According to the National Highway Traffic Safety Administration, 804 people were killed in racing-related crashes between 2001 and 2006. California had 188 of those deaths, with Texas second at 128.

After declining in the first half of the decade, street-racing deaths are on the rise again, climbing roughly 35 percent from 111 in 2005 to 150 in 2006, NHTSA said.

In the Maryland accident, a motorist who was apparently passing through plowed into a crowd of people who had gathered on a remote stretch of divided highway in the darkness to watch a race in this town about 10 miles from the nation's capital.

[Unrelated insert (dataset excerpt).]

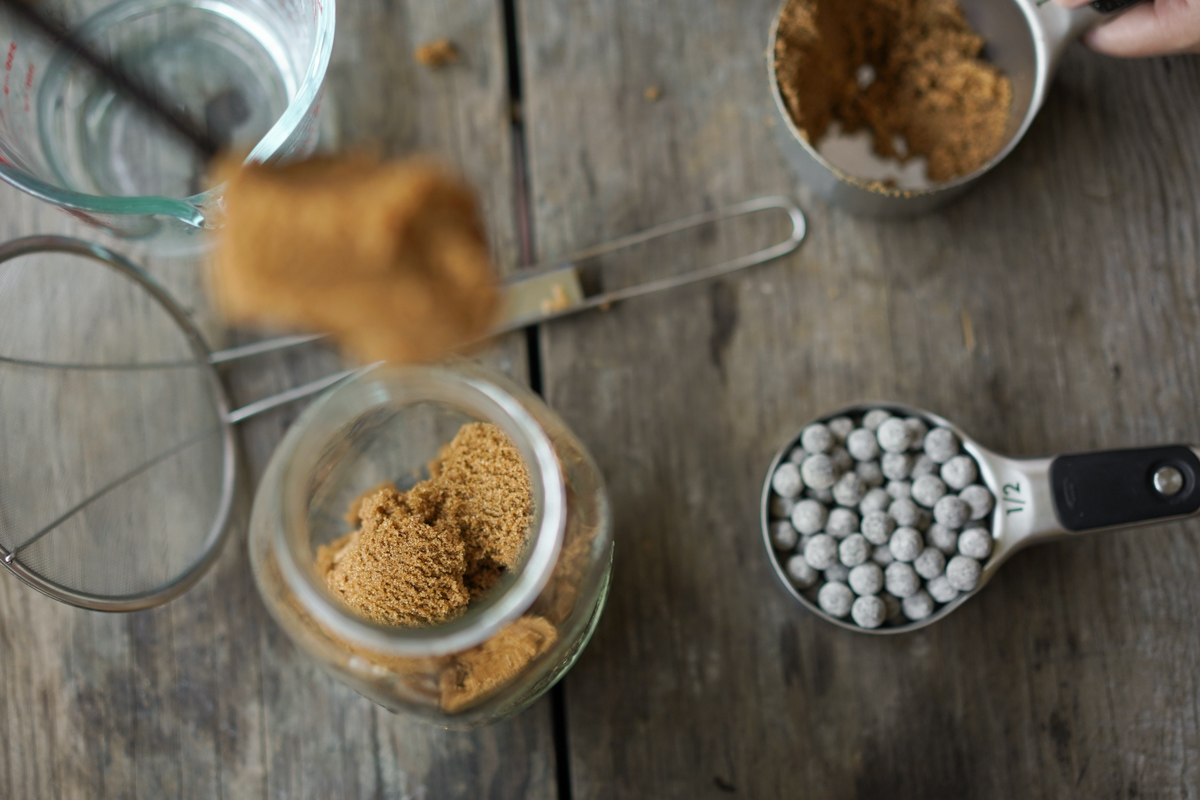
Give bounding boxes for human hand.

Some Maryland lawmakers said they plan to introduce legislation that would allow Prince George's County authorities to use cameras to catch speeders and discourage street racing. County officials also said they plan to step up patrols of known race sites.

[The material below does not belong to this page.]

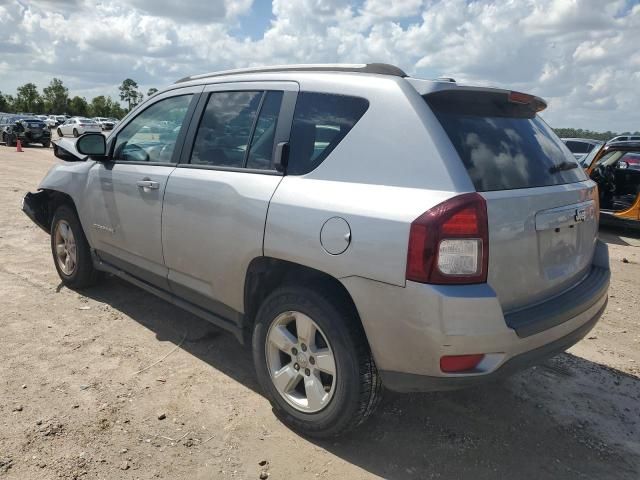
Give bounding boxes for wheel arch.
[22,188,82,234]
[244,257,366,345]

"You've got a group of people who are secretive. They gather, and within 30 seconds they move out. It's been very difficult for our police department" to stop racing, said Prince George's County Executive Jack Johnson.

Other cities and states have tried to put the brakes on street racing, with mixed success.

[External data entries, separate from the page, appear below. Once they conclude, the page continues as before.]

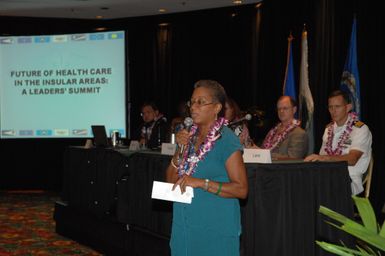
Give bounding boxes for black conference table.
[56,147,353,256]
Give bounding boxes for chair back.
[362,153,374,198]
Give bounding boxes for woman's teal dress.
[170,127,242,256]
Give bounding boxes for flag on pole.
[282,33,297,100]
[340,18,361,118]
[299,28,314,154]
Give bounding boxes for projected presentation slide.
[0,31,126,139]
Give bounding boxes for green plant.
[316,196,385,256]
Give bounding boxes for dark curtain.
[0,0,385,216]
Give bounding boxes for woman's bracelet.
[170,158,178,169]
[215,182,222,196]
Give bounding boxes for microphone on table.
[179,117,194,157]
[228,114,253,126]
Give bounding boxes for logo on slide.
[19,130,33,136]
[72,129,88,136]
[71,34,86,41]
[35,36,50,43]
[36,130,52,136]
[1,130,16,136]
[90,34,104,40]
[52,35,67,43]
[0,37,13,44]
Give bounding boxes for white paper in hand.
[151,181,194,204]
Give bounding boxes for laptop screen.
[91,125,109,147]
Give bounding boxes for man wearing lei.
[166,80,248,256]
[262,96,308,159]
[305,90,372,195]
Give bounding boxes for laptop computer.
[91,125,110,147]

In California, authorities seize cars and have them publicly crushed at junkyards. A state law makes street racing punishable with prison time, and some jurisdictions make it illegal even to watch a race.

In Washington state, some communities have installed short speed bumps on stretches of roads popular with racers to keep drivers from building up speed. Kent, near Seattle, even invited drivers to bring their cars to the relative safety of a track and compete against police cars. Not many showed up.

"The thrill of it all, in part, is getting away from the police," said Kent police Officer Paul Petersen.

Many racers are in their teens and early 20s and drive imports that can be fitted with nitrous oxide tanks that give the engines more power. But older fans and drivers are also drawn to the sport, often preferring older domestic models like Mustangs.

Of the eight people killed and at least five injured in the Maryland crash, the youngest was 15, the oldest 61.

Mark Courtney, a 33-year-old among those killed, was into cars and racing, according to his family. "Whenever it was going on, he'd get a call saying there's a race. He loved it. That was his hobby," said his brother, Wayne Courtney.

Street races can be spur-of-the-moment or more organized events. In some cases, trash talking between drivers hanging out in a parking lot can lead to a race. ("We shut 'em up and then we shut 'em down," as Springsteen sang in "Racing in the Street.") Drivers sometimes come from several states away, pulling their cars on trailers.

Often more than just pride is on the line — thousands of dollars can be wagered.

Spotters with flashlights watch for other cars, then signal the drivers when it is clear. Then the cars speed away, usually for a quarter-mile race. Once the cars peel out, fans sometimes spill into the road to watch them go, despite the risk of getting run over.

Many former street racers have moved to tracks where they can race or watch for a fee. At Maryland International Raceway, known as Budds Creek, drivers can race on a closed track with safety equipment nearby. Spectators are kept at a safe distance.

But street racing fans say many drivers, especially the younger ones, don't want to pay $20 to race when they can do it for free on the roads. Tracks in colder climates generally shut down for the winter. And the thrill is just not the same when it's legal.

Pittman stopped going to the industrial park races after a shooting, and quit racing in the streets altogether after three wrecks, including one last year in which he ran into the back of a truck and broke a bone in his neck.

After that, his mother put her foot down.

"It caused me to obey the speed limit," he said sheepishly.